In spite of the howls of protest from the cattlemen and sheepmen and skiers, they’d imported a hundred or more of the big cats from Canada and Alaska. Then they’d freed them in the San Juan Mountains, the wildest, roughest region of the southern Rockies, hoping they’d go forth and multiply. “You brought in the fleabags at a thousand a pop, I think you told me. So?”
Gabe turned up his hands and showed them empty. “So then…where are they?”
CHAPTER TWO
“WILL SHE LIVE?” Standing across the exam table from the veterinarian, Tess cupped one of Zelda’s outsize paws between both her hands.

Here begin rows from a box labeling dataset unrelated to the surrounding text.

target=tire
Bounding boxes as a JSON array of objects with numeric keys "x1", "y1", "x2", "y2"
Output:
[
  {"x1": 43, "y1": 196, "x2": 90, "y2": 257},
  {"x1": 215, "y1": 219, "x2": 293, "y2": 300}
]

Dr. Liza Waltz glanced up from the sedated lynx, then down again at the thermometer she held. Her sandy brows drew together. “I don’t know yet. Three degrees above normal.” She set the thermometer briskly aside and returned with a stethoscope.
Tess stroked silky gray, black and buff-brindled fur and watched anxiously as the examination proceeded. Waltz was supposed to be the best vet for exotic cats in Santa Fe. After each of four phone calls to local vets had brought up the woman’s name, Tess had driven straight to her office. The vet had interrupted a scheduled appointment to walk out to Tess’s pickup. She’d peered into the cage in the truck bed, which Tess had covered with a tarp against the wind, sworn under her breath, then run back for sedatives and a noose pole to control the cat.
Zelda had been too weak to fight the injection. Within minutes Waltz had her on the table, and now Tess bit her bottom lip as she waited for a verdict.
The vet muttered something to herself and removed the stethoscope from her ears. “Not good,” she allowed, fixing Tess with accusing gray eyes. “How long has she been this way?”
“I don’t know.” Tess explained how she’d acquired the lynx, and from whom. “Hazeltine mentioned there’d been a second lynx, a male, who shared Zelda’s cage.”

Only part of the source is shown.